Sui and Han beat Germans Aliona Savchenko and Bruno Massot by 1.76 points at the world championships in Helsinki on Thursday.

They tallied the highest short-program and free-skate scores, including 150.83 in the free Thursday, despite Sui falling on a triple Salchow. Their previous best free skate was 144.28 points.

Russians Yevgenia Tarasova and Vladimir Morozov earned bronze as the top three after the short program stayed that way after the free skate.

Full Scores | Broadcast Schedule

Canadians Meagan Duhamel and Eric Radford, who had been seeking the first pairs three-peat in 39 years, finished seventh.

Americans Alexa Scimeca Knierim and Christopher Knierim finished 10th in their second competition this season after she came back from three abdominal surgeries last summer and fall.

“I am not as confident as I was before I got sick, but I think that’s 100 percent normal when you’re off the ice for so long and you have to re-learn things and start from the bottom,” Scimeca Knierim said. “I’ve only been back at my elite level for a month or two, so I think it’s OK that my confidence is a little shaken. I’m confident that my confidence will grow.”

U.S. champions Haven Denney and Brandon Frazier were 20th in the short program, failing to qualify for the free skate.

Based on those results, the U.S. earned one entry for pairs at the PyeongChang Winter Games, according to NBC Sports research in Helsinki. The only time that fewer than two U.S. pairs competed at the Winter Olympics was at the first Winter Games in Chamonix, France, in 1924.

Just about every star pairs team dealt with serious injury problems this season.

Sui and Han missed the autumn season due to Sui’s right ankle and left foot surgeries last spring, after they squandered the 2016 World Championships short program lead.

They returned at the Four Continents Championships in February and posted then-personal-best free skate and total scores, ranking only behind Tarasova and Morozov for the season.

Savchenko, who earned her 10th career worlds medal, and Massot won both of their fall Grand Prix events but missed the Grand Prix Final after she tore an ankle ligament.

Tarasova needed 10 stitches in her left leg after slicing it on Morozov’s skate in a Wednesday practice accident, hours before the short program.
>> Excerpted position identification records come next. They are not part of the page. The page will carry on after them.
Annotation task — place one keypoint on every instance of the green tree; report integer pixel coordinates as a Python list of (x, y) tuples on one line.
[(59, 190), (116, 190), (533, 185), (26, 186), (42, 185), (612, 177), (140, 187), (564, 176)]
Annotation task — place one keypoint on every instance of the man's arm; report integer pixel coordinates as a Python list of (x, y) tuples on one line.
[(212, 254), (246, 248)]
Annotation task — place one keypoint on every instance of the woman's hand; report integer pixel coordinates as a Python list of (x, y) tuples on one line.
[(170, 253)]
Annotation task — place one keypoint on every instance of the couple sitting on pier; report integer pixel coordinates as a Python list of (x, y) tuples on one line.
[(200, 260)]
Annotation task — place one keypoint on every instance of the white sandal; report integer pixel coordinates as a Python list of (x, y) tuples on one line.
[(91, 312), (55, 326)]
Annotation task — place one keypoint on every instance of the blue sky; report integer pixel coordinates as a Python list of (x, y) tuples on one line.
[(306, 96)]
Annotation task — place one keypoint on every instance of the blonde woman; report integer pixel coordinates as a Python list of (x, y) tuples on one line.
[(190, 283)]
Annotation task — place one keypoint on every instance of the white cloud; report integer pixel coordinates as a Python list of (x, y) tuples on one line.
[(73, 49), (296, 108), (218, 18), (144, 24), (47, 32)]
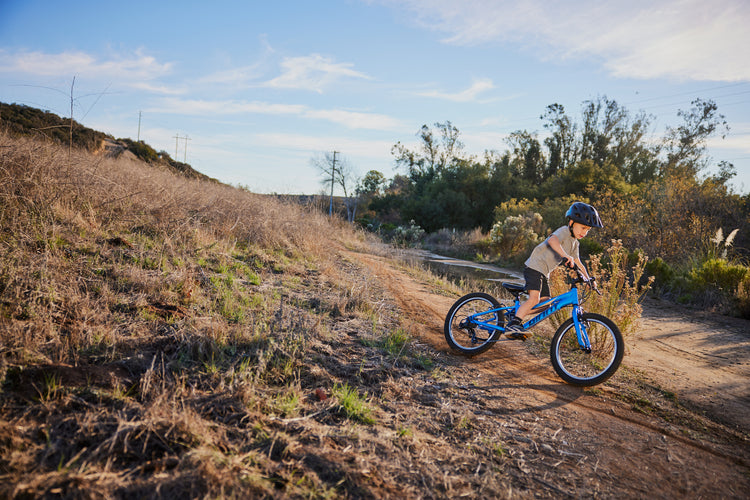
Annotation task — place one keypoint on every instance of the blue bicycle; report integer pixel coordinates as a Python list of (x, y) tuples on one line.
[(586, 349)]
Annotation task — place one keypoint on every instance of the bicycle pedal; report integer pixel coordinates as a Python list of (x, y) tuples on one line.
[(518, 336)]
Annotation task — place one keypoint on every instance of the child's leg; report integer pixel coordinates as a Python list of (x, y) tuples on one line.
[(528, 304)]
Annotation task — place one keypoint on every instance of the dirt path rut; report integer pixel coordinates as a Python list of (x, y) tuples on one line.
[(600, 429)]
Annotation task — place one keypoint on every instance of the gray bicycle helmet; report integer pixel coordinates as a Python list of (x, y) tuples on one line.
[(585, 214)]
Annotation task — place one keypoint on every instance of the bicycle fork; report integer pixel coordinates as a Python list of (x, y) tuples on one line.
[(581, 327)]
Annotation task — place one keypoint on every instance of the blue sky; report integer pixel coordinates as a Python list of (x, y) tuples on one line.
[(262, 88)]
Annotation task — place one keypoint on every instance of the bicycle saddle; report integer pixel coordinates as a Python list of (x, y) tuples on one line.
[(513, 288)]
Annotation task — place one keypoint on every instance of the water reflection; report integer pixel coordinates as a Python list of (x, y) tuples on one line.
[(457, 269)]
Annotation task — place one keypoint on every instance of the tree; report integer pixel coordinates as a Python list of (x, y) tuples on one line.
[(686, 144), (434, 154), (338, 172), (561, 144), (372, 182), (527, 156)]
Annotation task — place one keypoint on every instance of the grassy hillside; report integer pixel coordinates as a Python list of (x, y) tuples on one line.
[(167, 337), (25, 121)]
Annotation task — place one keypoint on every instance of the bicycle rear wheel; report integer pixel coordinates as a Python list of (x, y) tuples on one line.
[(576, 365), (463, 334)]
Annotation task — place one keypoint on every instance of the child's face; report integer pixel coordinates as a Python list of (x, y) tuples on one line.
[(580, 231)]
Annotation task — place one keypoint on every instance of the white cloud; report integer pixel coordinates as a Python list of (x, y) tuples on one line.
[(129, 69), (307, 143), (678, 39), (356, 120), (349, 119), (469, 95), (225, 107), (313, 72)]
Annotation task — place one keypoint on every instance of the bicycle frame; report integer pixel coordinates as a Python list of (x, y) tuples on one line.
[(554, 304)]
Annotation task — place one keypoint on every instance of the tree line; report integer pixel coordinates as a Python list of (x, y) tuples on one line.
[(652, 193)]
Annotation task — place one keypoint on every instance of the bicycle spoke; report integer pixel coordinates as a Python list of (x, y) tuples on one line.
[(580, 366)]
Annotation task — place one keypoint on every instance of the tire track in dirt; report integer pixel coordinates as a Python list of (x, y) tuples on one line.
[(538, 388)]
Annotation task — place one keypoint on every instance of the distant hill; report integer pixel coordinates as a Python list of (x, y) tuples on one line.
[(25, 120)]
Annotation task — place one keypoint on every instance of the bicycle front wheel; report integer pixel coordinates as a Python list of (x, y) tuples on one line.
[(461, 329), (579, 366)]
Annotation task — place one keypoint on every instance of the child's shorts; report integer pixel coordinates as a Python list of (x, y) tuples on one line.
[(536, 281)]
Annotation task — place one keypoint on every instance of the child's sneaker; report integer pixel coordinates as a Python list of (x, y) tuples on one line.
[(514, 329)]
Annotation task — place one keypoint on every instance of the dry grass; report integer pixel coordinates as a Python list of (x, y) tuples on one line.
[(169, 338)]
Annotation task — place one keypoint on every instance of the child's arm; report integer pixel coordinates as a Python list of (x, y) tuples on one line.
[(554, 244), (582, 268)]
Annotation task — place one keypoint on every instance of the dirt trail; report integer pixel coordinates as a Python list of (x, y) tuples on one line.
[(657, 459), (702, 358)]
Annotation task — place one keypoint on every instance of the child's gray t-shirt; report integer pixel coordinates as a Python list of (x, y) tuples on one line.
[(544, 259)]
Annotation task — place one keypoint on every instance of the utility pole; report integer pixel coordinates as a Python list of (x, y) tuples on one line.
[(186, 139), (333, 176)]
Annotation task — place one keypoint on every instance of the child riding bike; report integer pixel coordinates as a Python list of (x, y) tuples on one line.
[(561, 247)]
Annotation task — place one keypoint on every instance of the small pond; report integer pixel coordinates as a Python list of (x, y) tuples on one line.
[(457, 269)]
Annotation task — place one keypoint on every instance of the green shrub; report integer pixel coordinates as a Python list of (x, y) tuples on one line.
[(623, 285), (662, 272), (516, 235), (718, 273)]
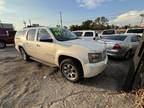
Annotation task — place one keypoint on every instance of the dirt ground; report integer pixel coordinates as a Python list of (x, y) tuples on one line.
[(34, 85)]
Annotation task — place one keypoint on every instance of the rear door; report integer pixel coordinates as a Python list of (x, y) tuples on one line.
[(45, 50), (30, 43)]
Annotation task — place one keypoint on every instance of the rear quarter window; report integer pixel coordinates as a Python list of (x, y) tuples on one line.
[(20, 33)]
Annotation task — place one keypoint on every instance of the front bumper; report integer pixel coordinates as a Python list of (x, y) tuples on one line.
[(115, 53), (93, 69)]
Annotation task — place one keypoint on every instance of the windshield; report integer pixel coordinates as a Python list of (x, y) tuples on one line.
[(135, 31), (108, 32), (63, 34), (119, 38)]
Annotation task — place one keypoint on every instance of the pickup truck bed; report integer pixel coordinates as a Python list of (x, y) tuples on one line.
[(7, 39)]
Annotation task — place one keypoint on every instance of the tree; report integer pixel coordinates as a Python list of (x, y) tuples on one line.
[(87, 24)]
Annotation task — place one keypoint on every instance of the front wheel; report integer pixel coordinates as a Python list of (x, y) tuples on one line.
[(71, 70), (128, 55), (24, 56)]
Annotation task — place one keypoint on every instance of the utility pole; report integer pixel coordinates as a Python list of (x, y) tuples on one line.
[(61, 21), (142, 15), (24, 22), (30, 22)]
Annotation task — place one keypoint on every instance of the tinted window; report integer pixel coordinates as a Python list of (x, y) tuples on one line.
[(31, 35), (119, 38), (78, 33), (43, 32), (135, 31), (108, 32), (20, 33), (63, 34), (88, 34), (134, 39)]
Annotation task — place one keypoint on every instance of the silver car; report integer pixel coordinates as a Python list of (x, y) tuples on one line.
[(121, 45)]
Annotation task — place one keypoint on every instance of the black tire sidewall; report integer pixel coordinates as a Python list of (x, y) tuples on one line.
[(77, 67), (27, 57)]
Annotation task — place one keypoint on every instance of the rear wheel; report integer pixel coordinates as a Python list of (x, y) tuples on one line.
[(128, 55), (2, 44), (71, 70), (24, 55)]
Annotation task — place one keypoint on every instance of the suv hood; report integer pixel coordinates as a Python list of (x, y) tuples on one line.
[(92, 45)]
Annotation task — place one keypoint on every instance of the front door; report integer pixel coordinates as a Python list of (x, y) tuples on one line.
[(30, 44), (45, 49)]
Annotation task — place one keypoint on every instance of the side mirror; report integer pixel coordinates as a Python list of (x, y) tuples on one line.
[(45, 38)]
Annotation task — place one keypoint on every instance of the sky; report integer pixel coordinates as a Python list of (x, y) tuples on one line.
[(46, 12)]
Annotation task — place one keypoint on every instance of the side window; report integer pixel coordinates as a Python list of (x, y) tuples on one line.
[(108, 32), (31, 35), (78, 33), (20, 33), (42, 33), (134, 39), (88, 34)]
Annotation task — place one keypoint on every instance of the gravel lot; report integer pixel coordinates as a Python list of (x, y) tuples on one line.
[(34, 85)]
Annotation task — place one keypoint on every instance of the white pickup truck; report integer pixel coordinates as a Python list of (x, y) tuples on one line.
[(76, 58)]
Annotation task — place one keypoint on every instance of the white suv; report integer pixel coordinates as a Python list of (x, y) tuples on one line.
[(76, 58), (87, 34)]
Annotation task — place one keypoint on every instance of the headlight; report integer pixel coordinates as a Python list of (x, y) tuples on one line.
[(95, 57)]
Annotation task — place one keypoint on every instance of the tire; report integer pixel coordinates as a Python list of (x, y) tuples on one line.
[(24, 55), (71, 70), (128, 55), (2, 44)]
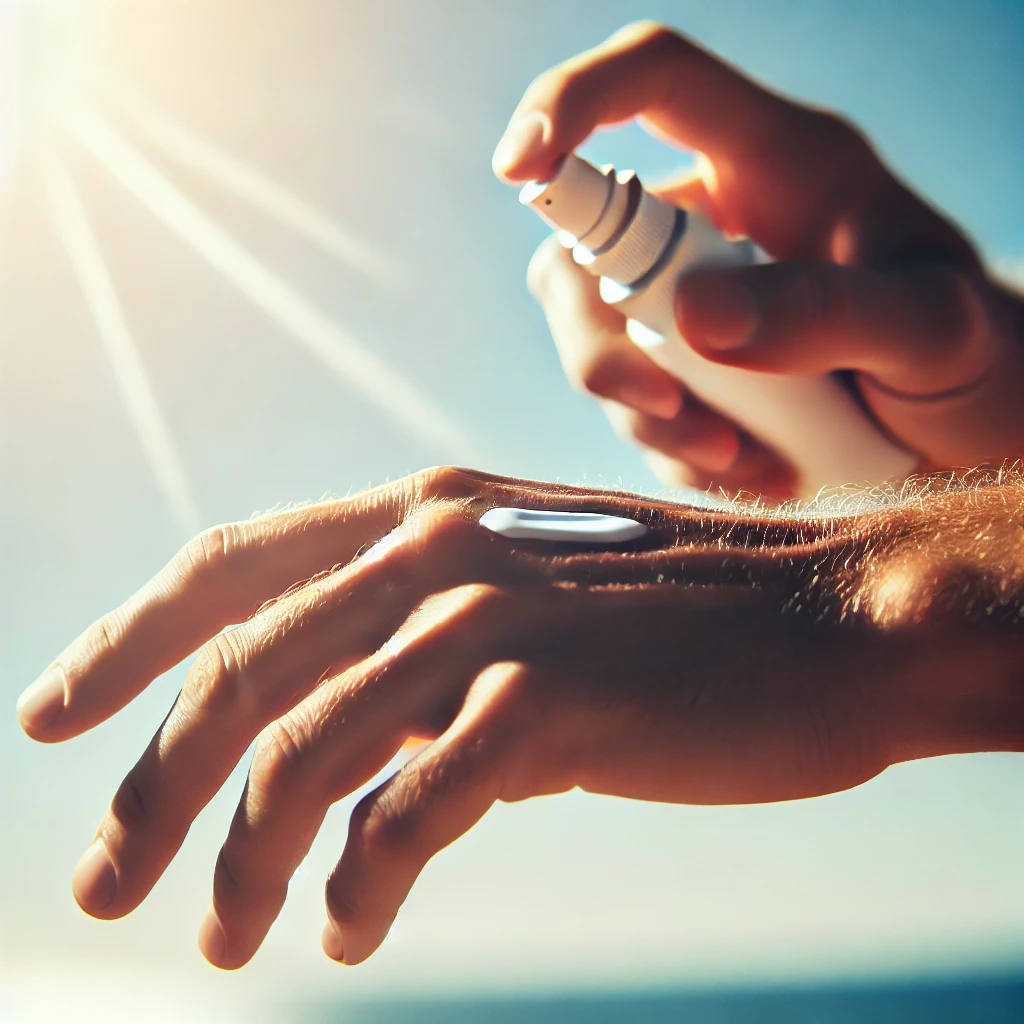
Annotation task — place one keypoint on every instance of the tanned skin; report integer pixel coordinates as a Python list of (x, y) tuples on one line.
[(727, 656)]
Their bronze medal meant Russia avoided a three-year world pairs medal drought. Soviet and Russian pairs have never missed the worlds podium three straight years since their run of dominance started in the 1960s.

Russians Ksenia Stolbova and Fedor Klimov, the only Sochi medalists competing together at worlds, missed the fall season due to Stolbova’s left leg injury. They finished fifth on Thursday.

Duhamel and Radford suffered more recent injuries. Duhamel said after the free skate she may have a stress fracture in her left foot, according to the Associated Press. Radford suffered a hip injury in the week before worlds that led to thoughts of withdrawing.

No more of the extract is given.